Küresel ısınma ve mevsimlerdeki değişiklik zaman içinde su kaynaklarına erişimi sınırlı hale getirecek ve devletlerin su tüketimlerinin sınırlanması gibi dolaylı ya da dolaysız önlemler almasına neden olacaktır. Ayrıca, muhtemel deşarj düzenlemeleri de üreticileri yeni çözümler bulmaya sevk edecektir. Bundan dolayı kağıt üretim sektöründe de gelecek için şimdiden hazırlıklara başlanması stratejik olarak önem arz etmektedir. Yani, anlayacağınız yeni bir mücadele konusu önünüzde sizi beklemektedir.
Kağıt makinelerinde maksimum su tasarrufu, proses içindeki su döngüsünün kapatılması anlamına gelmektedir. Kağıt endüstrisinin nihai hedefi, çevre üzerinde olumsuz bir etkisi olmayan deşarjı olmayan bir fabrika olmuştur. Su tasarruf için sistemin kapalı duruma getirilmesinin her bir aşaması üretimde karşınıza bir çok problem getirecektir. Kapalı su döngüsünde elek altı suyu içindeki elyaf, ölü elyaf, dolgu maddeleri, koloidal yapılar, yüksek moleküler ağırlıklı çözünmüş bileşenler ve düşük moleküler ağırlıklı çözünmüş bileşenlerden oluşan kirlilikleri görmeniz muhtemeldir. Bu da, proses dışı elementlerin (örneğin Al, Si, K, Cl, Mg, Mn), askıda katıların, çözünmüş katıların ve diğer kirleticilerin birikmesiyle sonuçlanır. Belirtilen birikimlerin olumsuz etkileri, korozyon, elek ve keçeler başta olmak üzere süzme elemanlarında tıkanıklar, prosesteki su ile temas eden boru ve ekipmanların cidarlarında kireç taşı oluşması, yapışkan özellikteki kirliliklerin(deposit) oluşumu şeklinde üretiminizi olumsuz etkileyebilecektir. Kapalı sisteme yaklaşılan her adımda belirtilen olumsuz etkilerde artmanın gözlenmesi de kaçınılmazdır.

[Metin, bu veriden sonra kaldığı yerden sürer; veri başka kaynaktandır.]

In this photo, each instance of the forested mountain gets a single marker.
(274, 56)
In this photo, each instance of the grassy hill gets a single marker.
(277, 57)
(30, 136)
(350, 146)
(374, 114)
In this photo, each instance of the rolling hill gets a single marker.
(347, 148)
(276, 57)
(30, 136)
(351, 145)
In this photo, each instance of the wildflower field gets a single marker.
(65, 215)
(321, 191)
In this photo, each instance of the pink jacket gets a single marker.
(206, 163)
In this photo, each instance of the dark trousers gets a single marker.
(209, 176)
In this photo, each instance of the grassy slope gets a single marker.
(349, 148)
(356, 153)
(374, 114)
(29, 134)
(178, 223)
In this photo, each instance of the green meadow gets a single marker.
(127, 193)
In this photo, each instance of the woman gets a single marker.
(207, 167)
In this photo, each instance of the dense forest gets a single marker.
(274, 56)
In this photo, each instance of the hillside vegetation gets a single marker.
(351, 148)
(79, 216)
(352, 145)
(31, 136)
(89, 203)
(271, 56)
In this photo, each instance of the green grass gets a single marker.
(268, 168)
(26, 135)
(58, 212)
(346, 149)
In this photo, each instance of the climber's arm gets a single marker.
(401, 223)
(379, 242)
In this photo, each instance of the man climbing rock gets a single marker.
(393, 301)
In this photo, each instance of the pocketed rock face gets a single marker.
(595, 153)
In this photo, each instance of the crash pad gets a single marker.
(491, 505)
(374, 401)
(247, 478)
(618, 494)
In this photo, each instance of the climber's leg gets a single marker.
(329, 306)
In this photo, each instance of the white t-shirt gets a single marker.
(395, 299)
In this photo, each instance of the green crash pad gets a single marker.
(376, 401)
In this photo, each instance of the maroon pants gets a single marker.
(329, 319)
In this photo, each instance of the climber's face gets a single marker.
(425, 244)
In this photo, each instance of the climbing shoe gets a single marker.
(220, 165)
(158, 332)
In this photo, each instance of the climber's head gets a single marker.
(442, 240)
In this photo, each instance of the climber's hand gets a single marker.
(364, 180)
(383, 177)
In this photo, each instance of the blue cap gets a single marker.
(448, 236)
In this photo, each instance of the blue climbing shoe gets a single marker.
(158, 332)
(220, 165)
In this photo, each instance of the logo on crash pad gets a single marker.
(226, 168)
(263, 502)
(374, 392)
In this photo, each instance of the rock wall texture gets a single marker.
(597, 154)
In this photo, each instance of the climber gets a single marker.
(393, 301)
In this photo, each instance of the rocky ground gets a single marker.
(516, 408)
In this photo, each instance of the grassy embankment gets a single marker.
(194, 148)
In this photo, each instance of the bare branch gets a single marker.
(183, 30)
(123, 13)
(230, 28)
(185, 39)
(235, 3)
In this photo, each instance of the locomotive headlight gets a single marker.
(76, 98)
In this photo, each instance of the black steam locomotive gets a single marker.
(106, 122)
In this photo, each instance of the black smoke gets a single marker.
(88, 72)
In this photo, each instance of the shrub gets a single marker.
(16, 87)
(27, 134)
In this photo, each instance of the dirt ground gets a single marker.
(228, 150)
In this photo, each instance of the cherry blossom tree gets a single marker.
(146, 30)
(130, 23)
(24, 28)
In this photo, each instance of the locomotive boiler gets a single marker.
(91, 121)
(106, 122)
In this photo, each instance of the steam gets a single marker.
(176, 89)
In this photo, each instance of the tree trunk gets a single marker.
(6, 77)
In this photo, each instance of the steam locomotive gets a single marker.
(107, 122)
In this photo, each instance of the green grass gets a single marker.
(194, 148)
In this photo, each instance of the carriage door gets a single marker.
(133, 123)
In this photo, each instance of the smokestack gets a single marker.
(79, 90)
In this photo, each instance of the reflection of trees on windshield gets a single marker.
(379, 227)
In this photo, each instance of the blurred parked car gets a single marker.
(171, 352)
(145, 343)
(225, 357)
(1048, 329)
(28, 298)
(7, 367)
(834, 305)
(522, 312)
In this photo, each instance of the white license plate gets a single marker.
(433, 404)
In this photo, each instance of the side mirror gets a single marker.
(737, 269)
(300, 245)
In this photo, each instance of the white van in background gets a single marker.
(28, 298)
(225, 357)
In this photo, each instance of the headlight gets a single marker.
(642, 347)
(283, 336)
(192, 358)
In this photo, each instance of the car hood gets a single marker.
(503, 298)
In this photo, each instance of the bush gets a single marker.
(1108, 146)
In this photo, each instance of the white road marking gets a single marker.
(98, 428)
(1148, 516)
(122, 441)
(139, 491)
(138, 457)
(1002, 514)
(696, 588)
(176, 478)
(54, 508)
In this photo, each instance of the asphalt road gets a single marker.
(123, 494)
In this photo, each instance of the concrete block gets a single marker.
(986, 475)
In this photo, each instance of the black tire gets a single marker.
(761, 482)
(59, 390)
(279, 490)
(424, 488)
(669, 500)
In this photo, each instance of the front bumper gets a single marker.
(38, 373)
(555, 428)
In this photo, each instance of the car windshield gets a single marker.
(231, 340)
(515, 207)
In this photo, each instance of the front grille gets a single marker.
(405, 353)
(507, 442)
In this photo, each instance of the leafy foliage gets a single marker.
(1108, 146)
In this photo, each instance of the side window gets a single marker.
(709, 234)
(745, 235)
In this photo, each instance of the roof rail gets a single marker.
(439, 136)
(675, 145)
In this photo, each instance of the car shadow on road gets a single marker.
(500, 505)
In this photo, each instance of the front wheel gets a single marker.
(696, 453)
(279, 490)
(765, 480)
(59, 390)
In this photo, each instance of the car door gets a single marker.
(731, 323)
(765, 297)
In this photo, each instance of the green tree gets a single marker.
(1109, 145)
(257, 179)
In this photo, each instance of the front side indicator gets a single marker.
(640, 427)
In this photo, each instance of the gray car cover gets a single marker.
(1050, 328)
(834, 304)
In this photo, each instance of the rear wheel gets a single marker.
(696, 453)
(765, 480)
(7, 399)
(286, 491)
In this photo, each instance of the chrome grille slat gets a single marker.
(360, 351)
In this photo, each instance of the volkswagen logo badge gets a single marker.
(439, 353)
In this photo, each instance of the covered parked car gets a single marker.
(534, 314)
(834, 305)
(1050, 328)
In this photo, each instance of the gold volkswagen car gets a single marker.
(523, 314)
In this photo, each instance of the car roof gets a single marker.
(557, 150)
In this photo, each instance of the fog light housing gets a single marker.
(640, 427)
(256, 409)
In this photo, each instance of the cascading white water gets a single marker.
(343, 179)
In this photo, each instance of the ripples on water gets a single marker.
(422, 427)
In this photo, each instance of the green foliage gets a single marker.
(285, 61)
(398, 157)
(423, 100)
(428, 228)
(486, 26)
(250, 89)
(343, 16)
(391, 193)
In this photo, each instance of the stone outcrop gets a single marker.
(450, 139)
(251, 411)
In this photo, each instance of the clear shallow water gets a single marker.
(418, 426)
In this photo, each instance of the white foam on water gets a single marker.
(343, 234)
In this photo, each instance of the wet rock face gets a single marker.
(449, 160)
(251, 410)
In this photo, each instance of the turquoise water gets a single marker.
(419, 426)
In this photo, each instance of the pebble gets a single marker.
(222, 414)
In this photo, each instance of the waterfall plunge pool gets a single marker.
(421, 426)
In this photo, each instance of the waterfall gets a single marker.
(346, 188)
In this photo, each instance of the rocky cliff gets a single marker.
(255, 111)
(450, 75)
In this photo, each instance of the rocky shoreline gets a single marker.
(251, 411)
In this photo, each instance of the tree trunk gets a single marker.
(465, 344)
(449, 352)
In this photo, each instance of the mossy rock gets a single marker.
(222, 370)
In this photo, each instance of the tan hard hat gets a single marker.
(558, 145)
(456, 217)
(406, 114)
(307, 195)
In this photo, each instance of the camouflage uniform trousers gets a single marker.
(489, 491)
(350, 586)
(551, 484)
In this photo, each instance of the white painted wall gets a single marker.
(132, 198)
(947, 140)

Bu nedenle öncelikle muhtemel olumsuzlukları bir irdelemek ve sonrasında su döngüsünde kapalı sisteme nasıl gidileceğini düşünmek gerekecektir.

Kağıt fabrikalarındaki trend, elek altı suyunu geri kazanarak taze su (fresh water) tüketimini minimize etmektir. Kapalı sistemi su döngüsünde oluşacak risklerin yanı sıra, doğru bir kazanım olması halinde faydalarının da olduğu görülmektedir.

Yukarıda da belirttiğimiz gibi, kağıt prosesindeki su döngüsü ne kadar kapalı duruma getirilirse, zararlı maddelerin birikimi de o kadar artmaktadır. Bu zararlı maddeleri, anyonik ve anyonik çözünmüş maddeler ve koloidal maddeler olarak belirtebiliriz. Anyonik kalıntı(trush) elek üzerinde tutunum amacıyla verilen retensiyon kimyasalı ile etkileşerek verimliliğin azaltır ve elek üzerinde tutunuma olumsuz etki ederler. Elyaf, ölü elyaf ve dolgu yüzeyleri tarafından absorblanarak liflerin bağlanmasını ya da proseste ilave edilen diğer kimyasalların etkinlini azaltırlar.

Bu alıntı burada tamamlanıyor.